State and federal lawmakers are focusing increasingly on health care reform, and a growing number are expressing serious interest in "patient-focused" or "consumer-centered" approaches. This is certainly a positive development. Lawmakers of both parties are now more inclined to advocate making the patient the focus of America's health care system.
However, the vocabulary of health care policy is often elastic, and different people use the same terms to express significantly different concepts. This elasticity adds to the general confusion among the public and policymakers that seems to plague this area of public policy and often results in legislators and taxpayers talking at cross-purposes or past one another.
Consequently, clarifying the rationale, objectives, and principles of consumer-centered health care reform is important so that participants in the discussions, particularly the taxpayers, accurately comprehend the concepts and implications of this approach and are better equipped to evaluate the various proposed reforms at the federal and state levels.
Key Principles. The fundamental objective of a patient-centered health care system is to maximize value for individuals and families so that they receive more benefit and better results for their health care dollars, both as patients and as consumers buying health insurance. Only when individuals choose and own their own health insurance will the other actors in the system-health plans and providers-have the right incentives to deliver better value in the form of improved results at lower prices.
If policymakers are serious about real patient-centered, consumer-driven health care reform, they should ensure that their legislative proposals embody six key principles:
- Individuals are the key decision makers in the health care system. This would be a major departure from conventional third-party payment arrangements that dominate today's health care financing in both the public and the private sectors. In a normal market based on personal choice and free-market competition, consumers drive the system.
- Individuals buy and own their own health insurance coverage. In a normal market, when individuals exchange money for a good or service, they acquire a property right in that good or service, but in today's system, individuals and families rarely have property rights in their health insurance coverage. The policy is owned and controlled by a third party, either their employers or government officials. In a reformed system, individuals would own their health insurance, just as they own virtually every other type of insurance in virtually every other sector of the economy.
- Individuals choose their own health insurance coverage. Individuals, not employers or government officials, would choose the health care coverage and level of coverage that they think best. In a normal market, the primacy of consumer choice is the rule, not the exception.
- Individuals have a wide range of coverage choices. Suppliers of medical goods and services, including health plans, could freely enter and exit the health care market.
- Prices are transparent. As in a normal market, individuals as consumers would actually know the prices of the health insurance plan or the medical goods and services that they are buying. This would help them to compare the value that they receive for their money.

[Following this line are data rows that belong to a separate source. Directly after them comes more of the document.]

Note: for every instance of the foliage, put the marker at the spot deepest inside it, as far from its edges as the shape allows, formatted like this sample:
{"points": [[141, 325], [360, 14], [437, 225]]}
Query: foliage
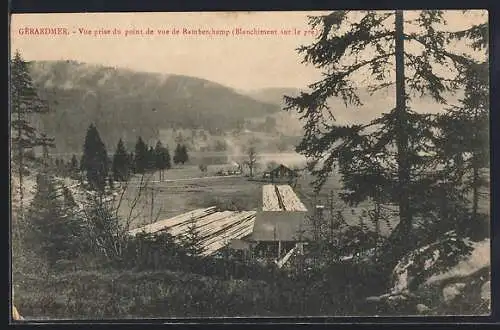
{"points": [[162, 158], [390, 158], [25, 104], [74, 168], [55, 231], [251, 161]]}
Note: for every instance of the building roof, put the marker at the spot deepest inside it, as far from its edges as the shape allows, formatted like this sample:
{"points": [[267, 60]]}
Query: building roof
{"points": [[281, 226], [280, 198], [215, 229]]}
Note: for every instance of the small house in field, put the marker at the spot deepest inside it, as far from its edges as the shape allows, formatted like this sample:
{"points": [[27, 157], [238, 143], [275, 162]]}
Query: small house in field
{"points": [[229, 169]]}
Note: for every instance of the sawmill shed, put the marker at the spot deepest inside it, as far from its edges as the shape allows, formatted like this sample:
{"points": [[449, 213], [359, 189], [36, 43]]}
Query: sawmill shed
{"points": [[281, 223]]}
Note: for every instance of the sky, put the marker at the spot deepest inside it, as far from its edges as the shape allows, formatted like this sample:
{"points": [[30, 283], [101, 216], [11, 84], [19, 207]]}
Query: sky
{"points": [[242, 62]]}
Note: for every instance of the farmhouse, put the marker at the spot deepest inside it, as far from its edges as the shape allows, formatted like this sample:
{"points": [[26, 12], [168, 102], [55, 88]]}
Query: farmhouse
{"points": [[229, 169], [281, 223], [281, 172]]}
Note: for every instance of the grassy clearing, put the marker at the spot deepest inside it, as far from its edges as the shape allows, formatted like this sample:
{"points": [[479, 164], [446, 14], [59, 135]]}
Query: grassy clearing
{"points": [[173, 198]]}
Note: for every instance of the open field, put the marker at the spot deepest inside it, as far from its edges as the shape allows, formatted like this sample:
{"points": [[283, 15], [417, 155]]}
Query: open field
{"points": [[171, 198]]}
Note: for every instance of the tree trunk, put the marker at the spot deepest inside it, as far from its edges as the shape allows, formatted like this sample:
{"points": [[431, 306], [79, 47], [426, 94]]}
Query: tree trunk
{"points": [[401, 239], [20, 161]]}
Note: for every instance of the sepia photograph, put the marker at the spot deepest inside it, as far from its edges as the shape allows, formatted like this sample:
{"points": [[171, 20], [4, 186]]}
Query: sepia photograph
{"points": [[249, 164]]}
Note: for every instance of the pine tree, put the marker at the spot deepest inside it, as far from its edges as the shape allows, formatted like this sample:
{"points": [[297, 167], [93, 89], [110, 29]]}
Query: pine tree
{"points": [[184, 154], [121, 167], [95, 160], [74, 168], [386, 156], [464, 139], [141, 156], [252, 159], [131, 162], [162, 158], [151, 159], [55, 232], [191, 241], [25, 103], [178, 155]]}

- Individuals have the periodic opportunity to change health coverage. In a consumer-driven health insurance market, individuals would have the ability to pick a new health plan on predictable terms. They would not be locked into past decisions and deprived of the opportunity to make future choices.
Conclusion. The current debate over health care reform is usually framed in terms of addressing cost and access problems, accompanied by occasional discussions about the need to improve quality and outcomes in the system. Yet those issues are all manifestations of a more fundamental dissatisfaction with the status quo. Implicitly, both policymakers and the public are motivated by a sense that health care today is not living up to their expectations for value at either the individual or the societal level.
While America's current health system has clear strengths, it also has significant weaknesses. For all the benefits that it provides in helping people to live longer and healthier lives, America's health care system seems too costly, confusing, inefficient, and uneven in its results, and it leaves too many people without adequate access to its benefits. Fundamentally, Americans as individuals and as a society intuitively recognize that the present health system could do a much better job of delivering value.
Put simply, Americans rightly sense that either they are paying too much for their present health system or the system should be delivering better results given what they are already paying.
The solution and the challenge for policymakers is to undertake the reforms needed to transform the present system into one that does a much better job of seeking and rewarding the creation of better value. As the experience of other economic sectors shows, health care need not be a zero-sum game in which costs can be controlled only by limiting benefits or benefits can be expanded only by increasing costs. Rather, a value-maximizing system will simultaneously demand and reward continuous improvements in benefits while continuously reducing costs.
Such a value-maximizing result can be achieved in health care only if the system is restructured to make the consumer the key decision maker. When individual consumers decide how the money is spent, either directly for medical care or indirectly through their health insurance choices, the incentives will be aligned throughout the system to generate better value-in other words, to produce more for less.
All Americans should be able to agree with the goal of creating a value-maximizing health care system. Consumer-centered health care reforms are the only effective means for achieving that goal.
Edmund F. Haislmaier is Senior Research Fellow in the Center for Health Policy Studies at The Heritage Foundation.